The end of the year saw Q4 revenue up 6%, driven by strong direct-to-consumer (DTC) growth in EMEA and APAC, though this was offset in part by continued soft DTC in America.
During the quarter wholesale revenue was down, due mainly to operational issues at Dr. Martens’ LA distribution centre (DC) and planned shipment reduction to the company’s China distributor.
The business says it now expects FY23 EBITDA to be around £245m due to higher costs at the LA DC and lower wholesale revenue.
Looking ahead Dr. Martens are maintaining FY24 revenue growth guidance of mid to high single digits.
Kenny Wilson, Chief Executive Officer, said: “Full year revenue was up 10% with Q4 up 6%. In constant currency, full year revenue was up 4% with Q4 level with last year. By channel, Q4 growth was driven by strong DTC trading, led by retail growth of 36%, or 28% in constant currency, but this was offset partly by wholesale being behind last year.

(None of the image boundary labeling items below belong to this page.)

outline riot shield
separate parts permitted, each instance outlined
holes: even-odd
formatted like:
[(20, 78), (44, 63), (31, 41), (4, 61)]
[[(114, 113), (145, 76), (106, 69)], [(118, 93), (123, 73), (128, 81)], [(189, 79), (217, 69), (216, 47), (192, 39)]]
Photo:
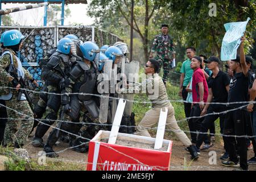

“Within our regions, EMEA DTC accelerated in Q4 while America DTC remained soft. We took decisive action to tackle the operational issues at our LA DC with shipments now back to normal levels. However, costs associated with resolving these issues were higher than our initial estimates which, in conjunction with softer Q4 wholesale revenue, means we expect EBITDA for the year to be around £245m.
“We continue to adopt a custodian mindset, taking decisions in the best long-term interests of all our stakeholders, and I believe firmly in the DOCS strategy, the continued strength of the Dr. Martens brand and the medium to long-term growth potential of the business. I look forward to sharing more details at the full year results.”